LOS ANGELES - The families of EgyptAir Flight 990's crew sued the airplane's manufacturer and parts makers Wednesday, claiming mechanical malfunctions and not a pilot's suicide doomed the airplane.
Some aviation experts have suggested that co-pilot Gameel El Batouty deliberately crashed the Boeing 767 on Oct. 31, an idea Egyptian authorities have denied.
All 217 people aboard, including 101 Americans, died when the airliner plunged into the Atlantic Ocean off the coast of Massachusetts' Nantucket Island, about 40 minutes into its flight from New York to Cairo.
The National Transportation Safety Board is continuing its investigation and has not reached a conclusion about the cause of the disaster, agency spokesman Keith Holloway said.
NTSB Chairman James Hall, however, has testified before Congress that the plane's movements were ''consistent with a deliberate action on the part of one of the crew members.''
A lawyer representing the families of five crew members disputes that contention, saying there is no conclusive physical evidence or motive to support it.
''Despite all the rumors that have gone all over the world about the suicide, it doesn't make any sense,'' the attorney, Gerald C. Sterns, said. ''We think it's a mechanical issue. What I can't do is pinpoint it at this point.''
Sterns filed the Superior Court lawsuit in Los Angeles, where the flight originated before heading to New York.

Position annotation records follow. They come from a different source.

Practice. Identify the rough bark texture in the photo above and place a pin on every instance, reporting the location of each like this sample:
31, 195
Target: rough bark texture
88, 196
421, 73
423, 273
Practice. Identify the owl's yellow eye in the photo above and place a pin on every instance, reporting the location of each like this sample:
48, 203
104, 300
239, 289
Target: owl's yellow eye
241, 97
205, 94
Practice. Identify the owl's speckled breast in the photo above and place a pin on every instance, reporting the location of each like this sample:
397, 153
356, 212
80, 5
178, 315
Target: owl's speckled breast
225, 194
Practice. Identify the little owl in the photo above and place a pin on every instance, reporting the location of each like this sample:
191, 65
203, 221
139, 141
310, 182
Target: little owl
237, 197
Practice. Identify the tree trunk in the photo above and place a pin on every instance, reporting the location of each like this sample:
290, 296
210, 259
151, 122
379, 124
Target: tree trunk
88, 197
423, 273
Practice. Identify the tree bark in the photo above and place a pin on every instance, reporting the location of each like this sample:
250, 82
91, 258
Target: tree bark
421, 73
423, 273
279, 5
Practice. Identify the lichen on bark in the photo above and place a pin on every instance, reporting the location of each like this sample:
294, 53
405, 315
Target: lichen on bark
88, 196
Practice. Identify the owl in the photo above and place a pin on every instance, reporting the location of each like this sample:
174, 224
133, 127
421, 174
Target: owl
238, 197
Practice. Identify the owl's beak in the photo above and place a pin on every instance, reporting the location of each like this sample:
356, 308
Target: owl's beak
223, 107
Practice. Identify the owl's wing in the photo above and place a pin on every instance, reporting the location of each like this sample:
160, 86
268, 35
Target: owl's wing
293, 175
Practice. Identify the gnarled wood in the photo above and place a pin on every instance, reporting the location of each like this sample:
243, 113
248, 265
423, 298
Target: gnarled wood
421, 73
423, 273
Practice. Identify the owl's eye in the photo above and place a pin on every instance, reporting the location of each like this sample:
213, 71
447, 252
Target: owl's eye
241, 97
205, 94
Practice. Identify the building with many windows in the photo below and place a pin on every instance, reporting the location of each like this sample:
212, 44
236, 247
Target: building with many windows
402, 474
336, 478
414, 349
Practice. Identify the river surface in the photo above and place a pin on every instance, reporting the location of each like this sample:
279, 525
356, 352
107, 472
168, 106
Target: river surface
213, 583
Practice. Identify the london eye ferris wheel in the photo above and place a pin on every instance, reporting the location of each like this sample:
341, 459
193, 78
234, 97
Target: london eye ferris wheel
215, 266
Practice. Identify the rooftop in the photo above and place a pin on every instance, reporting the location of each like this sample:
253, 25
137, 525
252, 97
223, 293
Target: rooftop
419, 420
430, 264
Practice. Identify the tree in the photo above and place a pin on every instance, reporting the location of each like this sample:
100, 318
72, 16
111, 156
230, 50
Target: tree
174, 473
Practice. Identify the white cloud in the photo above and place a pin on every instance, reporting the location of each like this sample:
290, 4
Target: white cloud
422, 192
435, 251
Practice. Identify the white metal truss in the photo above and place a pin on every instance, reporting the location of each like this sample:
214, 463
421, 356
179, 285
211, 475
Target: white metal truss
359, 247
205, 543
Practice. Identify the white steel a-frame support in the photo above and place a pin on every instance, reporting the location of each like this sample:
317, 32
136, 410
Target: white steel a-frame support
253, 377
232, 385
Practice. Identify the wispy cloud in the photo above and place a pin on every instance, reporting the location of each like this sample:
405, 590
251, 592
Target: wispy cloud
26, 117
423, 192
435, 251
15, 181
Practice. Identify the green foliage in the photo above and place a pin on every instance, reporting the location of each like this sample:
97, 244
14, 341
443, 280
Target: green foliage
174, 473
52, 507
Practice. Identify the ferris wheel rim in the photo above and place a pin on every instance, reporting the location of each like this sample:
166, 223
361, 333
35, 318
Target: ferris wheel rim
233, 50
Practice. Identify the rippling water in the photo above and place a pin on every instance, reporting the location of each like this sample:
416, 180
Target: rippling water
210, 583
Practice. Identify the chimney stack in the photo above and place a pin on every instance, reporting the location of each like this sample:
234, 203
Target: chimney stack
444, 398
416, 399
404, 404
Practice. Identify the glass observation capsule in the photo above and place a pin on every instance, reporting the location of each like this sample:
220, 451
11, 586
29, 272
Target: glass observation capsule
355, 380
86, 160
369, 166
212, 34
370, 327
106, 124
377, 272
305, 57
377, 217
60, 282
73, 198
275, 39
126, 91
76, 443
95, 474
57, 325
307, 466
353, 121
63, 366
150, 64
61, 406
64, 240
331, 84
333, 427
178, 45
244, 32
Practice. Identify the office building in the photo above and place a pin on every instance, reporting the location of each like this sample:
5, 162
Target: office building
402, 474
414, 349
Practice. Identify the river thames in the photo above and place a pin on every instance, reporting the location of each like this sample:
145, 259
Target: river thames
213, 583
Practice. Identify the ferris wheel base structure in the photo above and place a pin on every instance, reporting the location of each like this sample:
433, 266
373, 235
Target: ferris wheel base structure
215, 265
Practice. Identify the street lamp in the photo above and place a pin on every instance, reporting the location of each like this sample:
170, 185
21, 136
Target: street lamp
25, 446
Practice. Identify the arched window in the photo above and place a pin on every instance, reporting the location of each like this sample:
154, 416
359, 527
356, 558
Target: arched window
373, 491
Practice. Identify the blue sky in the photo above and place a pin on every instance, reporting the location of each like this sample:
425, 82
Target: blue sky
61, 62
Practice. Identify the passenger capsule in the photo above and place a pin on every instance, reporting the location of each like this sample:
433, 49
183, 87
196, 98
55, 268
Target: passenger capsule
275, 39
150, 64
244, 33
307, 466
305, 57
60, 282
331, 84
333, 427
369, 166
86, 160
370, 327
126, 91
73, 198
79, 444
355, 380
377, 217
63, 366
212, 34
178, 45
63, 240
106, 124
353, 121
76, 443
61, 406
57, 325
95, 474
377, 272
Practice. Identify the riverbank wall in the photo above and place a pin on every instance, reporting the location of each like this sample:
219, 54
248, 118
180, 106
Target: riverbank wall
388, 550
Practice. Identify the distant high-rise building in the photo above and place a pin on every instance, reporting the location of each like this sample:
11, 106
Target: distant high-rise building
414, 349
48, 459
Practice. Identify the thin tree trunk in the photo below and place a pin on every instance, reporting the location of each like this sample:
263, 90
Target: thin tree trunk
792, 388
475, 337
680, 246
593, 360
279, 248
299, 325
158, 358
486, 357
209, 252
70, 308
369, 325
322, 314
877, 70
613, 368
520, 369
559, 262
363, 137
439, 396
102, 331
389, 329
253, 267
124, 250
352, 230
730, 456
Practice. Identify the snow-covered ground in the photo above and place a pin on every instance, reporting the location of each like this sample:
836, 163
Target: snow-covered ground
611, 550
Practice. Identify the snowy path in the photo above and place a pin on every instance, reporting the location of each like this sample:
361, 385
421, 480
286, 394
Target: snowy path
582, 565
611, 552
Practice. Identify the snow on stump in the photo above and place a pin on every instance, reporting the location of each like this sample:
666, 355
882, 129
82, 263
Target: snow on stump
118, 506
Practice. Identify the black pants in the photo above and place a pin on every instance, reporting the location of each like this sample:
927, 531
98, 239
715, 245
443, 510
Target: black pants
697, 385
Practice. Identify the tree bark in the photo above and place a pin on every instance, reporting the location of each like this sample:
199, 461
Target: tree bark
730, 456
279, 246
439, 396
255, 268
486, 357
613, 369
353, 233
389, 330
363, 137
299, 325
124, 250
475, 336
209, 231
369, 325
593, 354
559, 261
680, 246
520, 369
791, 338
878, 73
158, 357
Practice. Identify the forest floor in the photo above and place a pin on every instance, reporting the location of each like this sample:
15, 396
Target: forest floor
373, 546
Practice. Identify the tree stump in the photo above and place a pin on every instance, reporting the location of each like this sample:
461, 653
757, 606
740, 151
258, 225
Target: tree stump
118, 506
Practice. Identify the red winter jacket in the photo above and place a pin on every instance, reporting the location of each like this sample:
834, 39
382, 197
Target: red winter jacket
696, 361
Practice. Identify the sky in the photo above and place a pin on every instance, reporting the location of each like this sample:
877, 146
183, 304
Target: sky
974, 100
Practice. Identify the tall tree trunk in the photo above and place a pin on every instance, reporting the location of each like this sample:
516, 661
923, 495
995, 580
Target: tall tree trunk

The families are seeking an unspecified amount for wrongful death, mental anguish and other damages.
None of the victims' families in Egypt knew how much the attorneys would seek, said Walid Batouty, nephew of the late co-pilot and spokesman for his family.
''They are not interested in material things,'' Batouty said from Cairo. ''All the families want to know is the truth.''
The Batouty family has strenuously denied that the co-pilot had a suicide motive. Families of the other crew members also don't believe the co-pilot is responsible, Sterns said.
Boeing officials wouldn't respond directly to the lawsuit because they hadn't seen it.
''We've got a lot of faith in the 767 and its safety systems,'' company spokesman Russ Young said.
A spokesman for engine-maker Pratt & Whitney, also named in the suit, said company policy is to avoid responding publicly to lawsuits but said the aircraft's engines have never been implicated in the EgyptAir crash.